Woensdag
05 nov 2003
Vanmorgen
ontbeten op het terras voor het huis. De jagers hadden al gegeten, want
die moeten op pad. Het Duitse stelletje dat hier ook een nacht blijft eet
tegelijk met ons. Lekkere harde broodjes, twee soorten yoghurt en müsli,
enkele soorten jam, twee soorten eigengebakken brood en diverse vleeswaren
en kaas. We nemen ieder een gekookt eitje.
Hierna
pakken we onze spullen in, schrijven onze naam in het gastenboek, rekenen
we af en vertrekken. Het is minder warm dan gisteren. Gelukkig maar.
Eerst
rijden we de weg terug door de poorten. Het is een erg golvende weg, net
een achtbaan maar dan rechtvooruit. De eerstvolgende plaats is Omaruru,
zo’n 36 kilometer verder, waar we tanken en proviand kopen.
Dan
gaat het verder de C33 naar Karibib waar we rechtsaf slaan naar de kust.

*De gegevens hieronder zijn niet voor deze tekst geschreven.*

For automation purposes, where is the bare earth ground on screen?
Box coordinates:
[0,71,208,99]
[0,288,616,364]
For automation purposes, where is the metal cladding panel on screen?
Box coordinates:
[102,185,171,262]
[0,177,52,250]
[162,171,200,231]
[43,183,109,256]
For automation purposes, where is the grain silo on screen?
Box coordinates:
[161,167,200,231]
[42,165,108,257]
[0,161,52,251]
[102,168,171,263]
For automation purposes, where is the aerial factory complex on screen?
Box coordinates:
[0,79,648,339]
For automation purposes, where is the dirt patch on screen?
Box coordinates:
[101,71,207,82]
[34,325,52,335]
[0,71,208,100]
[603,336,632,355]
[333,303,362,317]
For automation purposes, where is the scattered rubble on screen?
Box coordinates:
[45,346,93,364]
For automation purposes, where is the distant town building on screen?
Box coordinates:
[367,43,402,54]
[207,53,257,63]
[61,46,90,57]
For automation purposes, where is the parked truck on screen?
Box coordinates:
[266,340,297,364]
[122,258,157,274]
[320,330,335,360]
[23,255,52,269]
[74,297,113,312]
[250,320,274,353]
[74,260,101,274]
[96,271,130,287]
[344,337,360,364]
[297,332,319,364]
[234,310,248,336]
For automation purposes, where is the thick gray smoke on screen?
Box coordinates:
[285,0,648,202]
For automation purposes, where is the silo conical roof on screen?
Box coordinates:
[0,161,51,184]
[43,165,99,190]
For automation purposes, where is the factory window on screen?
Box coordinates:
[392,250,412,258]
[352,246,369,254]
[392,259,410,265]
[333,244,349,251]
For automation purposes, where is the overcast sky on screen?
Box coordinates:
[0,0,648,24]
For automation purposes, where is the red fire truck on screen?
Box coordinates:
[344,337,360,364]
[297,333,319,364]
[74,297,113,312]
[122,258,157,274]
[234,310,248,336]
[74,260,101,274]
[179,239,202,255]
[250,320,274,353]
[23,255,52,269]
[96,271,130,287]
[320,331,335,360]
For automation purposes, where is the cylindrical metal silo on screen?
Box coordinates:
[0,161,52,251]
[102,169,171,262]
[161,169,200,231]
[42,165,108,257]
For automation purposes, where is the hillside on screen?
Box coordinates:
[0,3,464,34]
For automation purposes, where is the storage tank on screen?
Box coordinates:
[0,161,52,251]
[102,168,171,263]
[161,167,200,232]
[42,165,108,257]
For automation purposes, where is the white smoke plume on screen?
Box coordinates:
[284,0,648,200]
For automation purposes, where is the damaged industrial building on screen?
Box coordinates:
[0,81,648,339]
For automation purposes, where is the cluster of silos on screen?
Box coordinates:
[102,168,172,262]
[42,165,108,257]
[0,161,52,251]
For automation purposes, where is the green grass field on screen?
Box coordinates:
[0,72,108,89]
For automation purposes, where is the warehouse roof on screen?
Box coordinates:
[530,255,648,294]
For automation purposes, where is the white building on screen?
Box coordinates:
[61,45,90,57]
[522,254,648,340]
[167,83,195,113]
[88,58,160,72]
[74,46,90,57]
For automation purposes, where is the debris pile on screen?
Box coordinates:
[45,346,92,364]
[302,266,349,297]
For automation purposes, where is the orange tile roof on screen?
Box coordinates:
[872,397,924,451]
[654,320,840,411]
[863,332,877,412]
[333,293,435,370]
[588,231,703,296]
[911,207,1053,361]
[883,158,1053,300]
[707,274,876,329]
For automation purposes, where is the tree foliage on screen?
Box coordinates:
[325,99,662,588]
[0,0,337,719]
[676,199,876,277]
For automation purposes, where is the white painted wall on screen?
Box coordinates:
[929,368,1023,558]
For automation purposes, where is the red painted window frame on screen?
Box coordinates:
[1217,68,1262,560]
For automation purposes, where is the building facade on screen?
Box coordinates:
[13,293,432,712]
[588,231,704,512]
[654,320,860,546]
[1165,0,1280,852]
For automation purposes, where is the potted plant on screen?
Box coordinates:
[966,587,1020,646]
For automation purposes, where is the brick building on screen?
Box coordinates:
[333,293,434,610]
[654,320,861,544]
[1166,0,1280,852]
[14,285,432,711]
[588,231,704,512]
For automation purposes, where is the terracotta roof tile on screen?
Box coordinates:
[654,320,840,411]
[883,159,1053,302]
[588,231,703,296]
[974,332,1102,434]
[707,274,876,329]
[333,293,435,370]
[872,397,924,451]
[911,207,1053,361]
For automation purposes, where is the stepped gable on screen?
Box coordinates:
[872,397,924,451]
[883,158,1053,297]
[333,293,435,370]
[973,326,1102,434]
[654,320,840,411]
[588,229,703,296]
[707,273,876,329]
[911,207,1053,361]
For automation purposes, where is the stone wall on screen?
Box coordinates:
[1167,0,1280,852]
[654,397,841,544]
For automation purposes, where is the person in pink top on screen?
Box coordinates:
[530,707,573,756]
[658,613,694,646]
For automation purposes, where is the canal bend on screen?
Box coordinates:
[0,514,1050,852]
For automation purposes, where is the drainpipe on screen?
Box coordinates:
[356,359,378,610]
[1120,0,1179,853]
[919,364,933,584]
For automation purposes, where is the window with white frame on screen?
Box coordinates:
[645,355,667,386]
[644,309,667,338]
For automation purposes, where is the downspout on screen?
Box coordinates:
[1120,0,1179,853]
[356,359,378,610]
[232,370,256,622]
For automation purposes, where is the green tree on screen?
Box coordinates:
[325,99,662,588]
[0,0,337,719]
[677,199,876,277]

Na zo’n kleine 60 kilometer maken we een uitstapje naar de Spitzkoppe,
een erg mooie granietformatie waar bergbeklimmers hun hart aan op kunnen
halen. Wij zien echter geen klimmers op het terrein wat ook een camping
is. Je mag met de auto overal doorheen rijden en af en toe zie je een
plekje waar je je tent op kunt slaan. Achter een grote rotsblok gaan we
boterhammen eten en klimt Ger over de rotsen (probeert althans want de
stenen zijn schilverig) om mooie foto’s te maken. Door deze
schilverigheid lijken de rotsen met een laagje fluweel bedekt te zijn. Ze
doen heen zacht aan maar zijn in werkelijkheid natuurlijk bikkelhard. We
rijden weer verder en zijn zelfs een poosje ons spoor bijster, terwijl we
een route hebben gekregen bij de ingang. Maar hoe dan ook, we komen er
uit, waarna we onze route weer vervolgen. Om een uur of drie zijn we in
Swakopmund. Een, voor Namibische begrippen, grote stad. Onze lodge ligt
een stuk of wat kilometer buiten de stad aan de zee. Mooie kamers. Ger en
Truus op de eerste verdieping met bad en ronde raam; Chris en Jet op de
begane grond met douche en schuifpui met zicht op zee. De kamers zijn
inclusief een 2-pits kookplaatje en aanrecht met porselein en pannen. Ook
een snelkoker met koffie, thee en chocoladedrank zakjes.
We
drinken op ons terras een kop koffie met een soort cake die we bij het
tankstation in Omaruru gekocht hadden. Het is warm, hoewel de temperatuur
toch een stuk lager is dan in het binnenland. Daarna gaan we een stukje
langs de zee wandelen en zandmonsters nemen.
Na
een korte siësta laten we de zon in de zee zakken en vertrekken dan naar
de stad om te eten. Onze geparkeerde auto wordt bewaakt door een sucurity
man die overal in de straten aanbieden om dat te doen. Voor een paar
dollar houden ze een oogje in het zeil, wat schijnbaar nodig is. Te zien
aan alle muren, bewaking en alarm. Zelfs onze kamer kunnen we op alarm
zetten en de poort die met afstandbediening te openen is wordt nog door
een mannetje bewaakt.
In
de stad bekijken we wat winkels en belanden later in een Duitse eethuis,
Zur Weinmaus, een vreselijk oudbollig tentje met muziek van jaren her.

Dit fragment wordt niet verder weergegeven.